Stack: Daphne → Channels `await_many_dispatch` → `channel_receive` (blocking read on `channels_redis` / Redis DB 0).

## Environment

| Item | Value |
|------|--------|
| Stack | Portainer `meshflow-preprod` (same pattern in prod) |
| Redis image | **`redis:8-alpine`** (not Redis Stack) |
| Redis topology | Single instance; logical DBs per [docs/REDIS.md](docs/REDIS.md) (DB 0 Channels, DB 1 Celery broker+results, DB 2 cache, DB 3 RF engine) |
| API runtime | Python **3.14** in container logs (Channels/Django test matrix risk) |
| Clients during incident | **Several feeder bots** uploading + holding `/ws/nodes/`; **no UI browsers** open for pre-prod |
| Investigation notes | Local copy under `tmp/redis-issue/` (not committed) |

## Symptoms

1. `ERROR daphne.server: Exception inside application: Timeout reading from redis:6379`
2. `WSDISCONNECT` on `/ws/messages/` or `/ws/nodes/`
3. `WSCONNECT` again within ~2–5 s (reconnect storm)
4. Feeders reconnect; traceroute commands / live messaging unreliable
5. Often preceded by `asyncio.exceptions.CancelledError` (wrapped in `asgi_client_disconnect.py`)

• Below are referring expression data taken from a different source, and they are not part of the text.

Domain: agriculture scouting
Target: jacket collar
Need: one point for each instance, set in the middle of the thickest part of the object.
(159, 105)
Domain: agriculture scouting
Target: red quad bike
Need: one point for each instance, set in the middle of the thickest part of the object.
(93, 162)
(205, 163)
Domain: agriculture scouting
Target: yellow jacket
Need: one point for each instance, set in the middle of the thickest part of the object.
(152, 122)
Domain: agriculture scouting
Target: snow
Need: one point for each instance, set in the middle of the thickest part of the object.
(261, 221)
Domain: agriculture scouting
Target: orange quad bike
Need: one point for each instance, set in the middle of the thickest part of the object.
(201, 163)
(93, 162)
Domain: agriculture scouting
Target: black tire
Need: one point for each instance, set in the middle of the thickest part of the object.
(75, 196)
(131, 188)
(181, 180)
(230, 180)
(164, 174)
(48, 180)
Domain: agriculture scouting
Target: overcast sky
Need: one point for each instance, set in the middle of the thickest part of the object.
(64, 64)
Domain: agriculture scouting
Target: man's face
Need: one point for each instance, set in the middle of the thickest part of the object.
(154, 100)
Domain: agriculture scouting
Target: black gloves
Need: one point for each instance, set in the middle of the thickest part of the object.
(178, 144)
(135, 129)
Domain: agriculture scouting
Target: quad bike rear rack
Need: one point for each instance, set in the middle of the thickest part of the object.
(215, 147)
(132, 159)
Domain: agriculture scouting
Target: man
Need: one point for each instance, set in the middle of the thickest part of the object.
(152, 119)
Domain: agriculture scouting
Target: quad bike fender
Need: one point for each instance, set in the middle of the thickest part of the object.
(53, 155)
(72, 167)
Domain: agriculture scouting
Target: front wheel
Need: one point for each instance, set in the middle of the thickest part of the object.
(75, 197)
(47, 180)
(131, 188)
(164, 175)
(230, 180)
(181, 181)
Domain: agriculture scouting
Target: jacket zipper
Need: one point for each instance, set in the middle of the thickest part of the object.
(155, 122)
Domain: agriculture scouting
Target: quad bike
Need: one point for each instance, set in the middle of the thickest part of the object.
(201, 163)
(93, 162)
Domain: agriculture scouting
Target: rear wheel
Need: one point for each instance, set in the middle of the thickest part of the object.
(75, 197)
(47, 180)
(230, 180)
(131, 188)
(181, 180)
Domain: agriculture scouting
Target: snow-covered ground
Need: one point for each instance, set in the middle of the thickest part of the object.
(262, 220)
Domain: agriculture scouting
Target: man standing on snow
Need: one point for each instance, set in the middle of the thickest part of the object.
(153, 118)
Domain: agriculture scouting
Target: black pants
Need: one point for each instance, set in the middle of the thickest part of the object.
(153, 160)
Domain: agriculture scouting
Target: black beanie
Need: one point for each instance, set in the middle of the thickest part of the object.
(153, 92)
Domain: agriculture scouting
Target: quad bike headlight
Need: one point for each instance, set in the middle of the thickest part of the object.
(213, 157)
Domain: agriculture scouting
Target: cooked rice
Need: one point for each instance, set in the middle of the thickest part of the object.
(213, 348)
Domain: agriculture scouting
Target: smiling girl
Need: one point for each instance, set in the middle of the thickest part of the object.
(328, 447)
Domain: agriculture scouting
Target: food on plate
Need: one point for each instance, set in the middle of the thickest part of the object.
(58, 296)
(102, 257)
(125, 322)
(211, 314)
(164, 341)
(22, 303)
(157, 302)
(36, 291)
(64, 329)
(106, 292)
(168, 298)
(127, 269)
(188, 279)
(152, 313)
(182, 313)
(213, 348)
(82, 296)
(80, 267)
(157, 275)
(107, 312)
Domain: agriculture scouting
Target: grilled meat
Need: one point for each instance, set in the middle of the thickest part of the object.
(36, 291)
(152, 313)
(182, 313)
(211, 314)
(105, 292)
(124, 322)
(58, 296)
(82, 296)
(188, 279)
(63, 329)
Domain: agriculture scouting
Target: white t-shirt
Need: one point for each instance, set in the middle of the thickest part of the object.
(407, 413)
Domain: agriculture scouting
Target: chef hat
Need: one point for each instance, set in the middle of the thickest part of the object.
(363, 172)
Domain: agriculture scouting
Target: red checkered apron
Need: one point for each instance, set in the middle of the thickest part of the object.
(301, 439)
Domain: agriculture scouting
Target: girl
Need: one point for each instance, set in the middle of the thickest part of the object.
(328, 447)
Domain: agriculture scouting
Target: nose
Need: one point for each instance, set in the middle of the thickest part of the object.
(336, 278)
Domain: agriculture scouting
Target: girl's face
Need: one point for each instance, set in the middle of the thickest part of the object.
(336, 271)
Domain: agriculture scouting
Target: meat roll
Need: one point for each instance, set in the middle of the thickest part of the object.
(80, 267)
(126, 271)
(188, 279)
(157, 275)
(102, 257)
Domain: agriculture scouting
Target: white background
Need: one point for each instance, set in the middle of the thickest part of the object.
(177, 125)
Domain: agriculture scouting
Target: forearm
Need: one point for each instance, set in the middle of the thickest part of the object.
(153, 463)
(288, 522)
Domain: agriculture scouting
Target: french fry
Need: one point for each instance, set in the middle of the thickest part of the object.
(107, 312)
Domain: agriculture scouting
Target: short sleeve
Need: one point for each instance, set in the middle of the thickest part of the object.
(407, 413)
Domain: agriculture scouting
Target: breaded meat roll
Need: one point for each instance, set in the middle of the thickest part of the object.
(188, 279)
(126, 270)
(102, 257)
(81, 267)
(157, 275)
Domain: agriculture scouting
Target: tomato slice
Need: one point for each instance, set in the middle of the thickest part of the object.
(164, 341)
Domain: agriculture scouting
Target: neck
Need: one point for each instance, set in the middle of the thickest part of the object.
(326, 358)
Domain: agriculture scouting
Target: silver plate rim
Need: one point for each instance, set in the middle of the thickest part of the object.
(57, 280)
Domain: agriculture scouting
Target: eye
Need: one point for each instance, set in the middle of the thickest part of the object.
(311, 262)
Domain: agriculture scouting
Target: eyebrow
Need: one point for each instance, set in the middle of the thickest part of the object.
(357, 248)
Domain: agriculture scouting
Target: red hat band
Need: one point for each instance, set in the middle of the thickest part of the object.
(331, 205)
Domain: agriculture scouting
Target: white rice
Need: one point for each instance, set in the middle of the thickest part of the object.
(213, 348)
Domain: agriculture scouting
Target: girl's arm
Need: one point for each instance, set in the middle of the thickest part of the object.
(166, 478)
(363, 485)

Example concurrent feeders (from logs):

- Two feeders on one API key (warning: `API key linked to 2 nodes; use feeder_pubkey_prefix for MC`)
- Meshtastic group `node_1127973616` (`!433b82f0`)
- MeshCore group `node_mc_{internal_id}`

## What this is **not**

- Redis TCP down (port 6379 accepts connections)
- Wrong `REDIS_PASSWORD` (would tend to fail fast with `NOAUTH`)
- Channels key explosion on DB 0 (DBSIZE was **4** during investigation)
- Celery broker backlog (`LLEN celery` = **0**)
- MeshCore canonical channels (#379) — no evidence in logs

## Key finding: DB 1 cleanup did **not** fix it

During investigation, Redis DB 1 held ~**10k** `celery-task-meta-*` keys (Celery result backend, ~24h TTL). That was a plausible cause of **single-threaded** Redis delaying DB 0 Channels replies.

**After clearing DB 1** (`DBSIZE` → **4**), **WebSocket timeouts continued**. So either:

- DB 1 result volume was a contributing factor but **not sufficient** to explain the outage, or
- The primary cause is elsewhere (see theories below).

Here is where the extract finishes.